Whoever wants to be a leader among you must be your servant, and whoever wants to be first among you must be the slave of everyone else. (NLT)

Pastors are called to be servants, not to exercise power or control. We don’t decide to be pastors to find a sense of importance or value or identity. God calls people to serve communities of faith by shepherding them, watching over them, caring for them, and feeding them with the good news of Jesus’s death and resurrection for them. It’s not up to me to walk into a congregation as a new pastor and start telling people how things will or will not be done. Instead, pastors are called to be the servants of God’s people so they will encounter the love and grace of Jesus in us. That doesn’t mean always doing what the congregation wants, because sometimes what we want isn’t good for us. However, it might mean giving up our own rights, our preferences and sometimes even our opinions in order to serve the people God has placed in our care, in order to build them up in faith and love, and equip them to do the good God has planned for all of us to do.

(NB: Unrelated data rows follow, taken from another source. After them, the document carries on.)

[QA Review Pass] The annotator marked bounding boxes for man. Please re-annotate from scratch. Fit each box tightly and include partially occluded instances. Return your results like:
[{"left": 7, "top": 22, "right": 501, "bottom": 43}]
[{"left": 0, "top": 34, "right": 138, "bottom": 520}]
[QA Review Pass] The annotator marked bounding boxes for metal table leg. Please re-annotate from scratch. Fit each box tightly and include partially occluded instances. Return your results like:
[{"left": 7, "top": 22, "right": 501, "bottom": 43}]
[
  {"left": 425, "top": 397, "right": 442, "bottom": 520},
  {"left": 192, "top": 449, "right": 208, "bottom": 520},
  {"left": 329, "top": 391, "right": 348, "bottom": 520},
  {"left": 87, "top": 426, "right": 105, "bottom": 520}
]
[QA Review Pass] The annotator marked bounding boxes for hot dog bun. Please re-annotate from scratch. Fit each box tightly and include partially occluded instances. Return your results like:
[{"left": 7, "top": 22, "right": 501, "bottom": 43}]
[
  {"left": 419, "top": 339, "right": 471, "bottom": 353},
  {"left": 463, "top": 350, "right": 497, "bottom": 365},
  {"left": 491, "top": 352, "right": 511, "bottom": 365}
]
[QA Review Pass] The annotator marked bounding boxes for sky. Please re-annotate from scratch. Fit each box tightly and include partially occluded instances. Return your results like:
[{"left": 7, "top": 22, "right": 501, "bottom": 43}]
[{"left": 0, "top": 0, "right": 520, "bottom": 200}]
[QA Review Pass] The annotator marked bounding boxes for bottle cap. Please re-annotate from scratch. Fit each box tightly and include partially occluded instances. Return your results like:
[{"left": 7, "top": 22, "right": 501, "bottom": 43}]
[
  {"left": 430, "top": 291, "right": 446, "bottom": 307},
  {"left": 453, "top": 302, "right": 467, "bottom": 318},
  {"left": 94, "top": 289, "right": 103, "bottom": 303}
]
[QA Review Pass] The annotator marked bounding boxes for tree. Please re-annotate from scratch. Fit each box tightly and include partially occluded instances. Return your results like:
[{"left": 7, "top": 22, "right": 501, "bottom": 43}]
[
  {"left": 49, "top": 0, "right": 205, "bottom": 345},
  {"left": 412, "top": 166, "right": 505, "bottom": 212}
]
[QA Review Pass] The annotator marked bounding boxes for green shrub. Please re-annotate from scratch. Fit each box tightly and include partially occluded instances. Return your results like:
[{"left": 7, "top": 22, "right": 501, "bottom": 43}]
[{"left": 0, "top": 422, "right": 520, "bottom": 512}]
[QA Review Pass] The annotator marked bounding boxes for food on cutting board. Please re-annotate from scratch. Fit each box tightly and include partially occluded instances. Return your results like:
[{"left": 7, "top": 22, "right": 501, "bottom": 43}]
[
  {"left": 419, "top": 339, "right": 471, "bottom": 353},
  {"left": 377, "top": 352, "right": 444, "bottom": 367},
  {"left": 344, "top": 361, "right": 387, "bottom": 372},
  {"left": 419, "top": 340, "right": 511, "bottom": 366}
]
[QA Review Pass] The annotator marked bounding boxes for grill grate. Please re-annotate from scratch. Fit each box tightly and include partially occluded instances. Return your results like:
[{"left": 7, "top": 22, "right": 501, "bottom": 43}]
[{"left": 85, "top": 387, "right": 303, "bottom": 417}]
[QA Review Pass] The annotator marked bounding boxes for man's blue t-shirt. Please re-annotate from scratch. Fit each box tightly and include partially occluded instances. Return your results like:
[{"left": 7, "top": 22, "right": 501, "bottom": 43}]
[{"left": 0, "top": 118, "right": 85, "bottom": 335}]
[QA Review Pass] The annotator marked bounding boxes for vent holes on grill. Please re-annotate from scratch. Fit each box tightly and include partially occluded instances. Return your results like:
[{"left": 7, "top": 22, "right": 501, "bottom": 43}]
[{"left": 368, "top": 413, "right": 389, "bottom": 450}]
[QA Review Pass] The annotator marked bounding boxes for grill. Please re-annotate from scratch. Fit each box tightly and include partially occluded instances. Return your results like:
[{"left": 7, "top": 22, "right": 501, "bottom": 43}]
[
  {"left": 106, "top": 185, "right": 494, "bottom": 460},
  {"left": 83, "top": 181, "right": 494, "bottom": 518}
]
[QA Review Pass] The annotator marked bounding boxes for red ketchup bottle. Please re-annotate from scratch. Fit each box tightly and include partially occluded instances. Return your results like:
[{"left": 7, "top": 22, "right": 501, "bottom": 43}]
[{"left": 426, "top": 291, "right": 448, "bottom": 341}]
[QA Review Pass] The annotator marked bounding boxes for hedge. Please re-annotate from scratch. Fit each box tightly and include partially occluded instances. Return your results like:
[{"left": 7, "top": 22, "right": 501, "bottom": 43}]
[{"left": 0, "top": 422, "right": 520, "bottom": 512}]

One of the greatest legacies of the Reformation is the idea that God doesn’t just call people to serve him in overtly religious ways. Instead, God calls us to a variety of vocations so that we can serve each other, and so his goodness can grace can flow through us to the people around us. God might call us to be parents, children, grandparents or grandchildren. He might call us to be husbands, wives, or possibly even to serve him and others as a single person. The work we do in our places of employment, our homes, our churches or community organizations, both paid and unpaid, are all callings God places on our lives so we can be his salt and light in the world, and so other people can meet Jesus in us.

Paul’s discussion of the body of Christ in 1 Corinthians 12:12-31 reminds us that every part is needed for the whole body to function properly. One part isn’t more important or less important than any other. In the same way, the call to be a pastor is no more or less important to the body of Christ than a fulltime, stay at home parent, or the people on the toilet cleaning roster. We’re all vital parts of the body of Christ because we are all called to contribute to the mission of God in the world in different ways.

I honestly don’t know where the LCA will go from here as we continue to struggle with who we believe God is calling to be pastors in our church. I continue to pray that the Spirit of God will pour wisdom into the hearts and minds of our bishops and other leaders as they keep wrestling with this question.

What I do know, though, is what it’s like to struggle with where God may be calling us in our lives. Whatever we think God may be calling us to, and whether the doors are opening for us to follow those calls or not, we need to be listening to each other, praying for each other, and walking together with each other as the body of Christ. No matter where God might be calling us to serve him in our lives, one thing we all have in common is that God calls us his children whom he loves.